The field dims, everything freezes, and a card explains the failure — not "wrong, try again," but the actual architectural reason:

✗ COORDINATOR FAILED — COORDINATOR routes known categories. An unknown cause has no category yet; there is nothing to route. 💡 This is finding a cause nobody knows yet — dispatch REACT.
There are 110 of these verdicts — every wrong pattern against every kind of work, each one a real argument I've had in a design review. The wrong picks are where the teaching lives. The game just makes you want to collect them.
What's in the box
- A campaign across three acts — routing and retrieval, then verification and human gates, then orchestration at scale — ending each act with a multi-stage boss that demands a full pipeline in the right order.
- Boss mode and a daily challenge seeded by the date, with a streak.
- A simulation lab where you assemble any pipeline against any target, free, and watch where it breaks.

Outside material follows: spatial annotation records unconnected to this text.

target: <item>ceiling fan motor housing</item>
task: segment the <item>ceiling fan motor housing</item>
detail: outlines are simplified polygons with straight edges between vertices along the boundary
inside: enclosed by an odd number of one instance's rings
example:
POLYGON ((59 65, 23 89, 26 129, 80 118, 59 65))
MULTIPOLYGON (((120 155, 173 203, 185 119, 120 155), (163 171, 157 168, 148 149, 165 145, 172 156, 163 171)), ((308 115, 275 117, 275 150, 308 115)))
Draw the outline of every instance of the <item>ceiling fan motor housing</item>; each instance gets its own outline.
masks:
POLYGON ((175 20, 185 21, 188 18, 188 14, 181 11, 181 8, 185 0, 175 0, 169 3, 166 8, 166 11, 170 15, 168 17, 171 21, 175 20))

- Lifetime mastery — correct dispatches accumulate per pattern across runs, and your end screen tells you which patterns you confused for which, with links into the field guide.
- A field guide — every pattern as a markdown card: what it answers, where it makes sense, where it fails. Adding a pattern to the game is dropping a
.mdfile in a folder.
No backend, no build step, no framework. Vanilla JS, CSS, WebAudio chiptunes, and localStorage. Vercel serves static files and the whole game fits in your browser tab.
Why a game, though
Because architecture judgment is pattern recognition under pressure, and that's exactly what games train. Reading "sagas pair every step with a compensating action" does nothing. Watching your five-step migration half-finish and corrupt both sides because you sent a planner instead — once — and you'll reach for compensators forever.
The model proposes. The patterns decide. Go play it.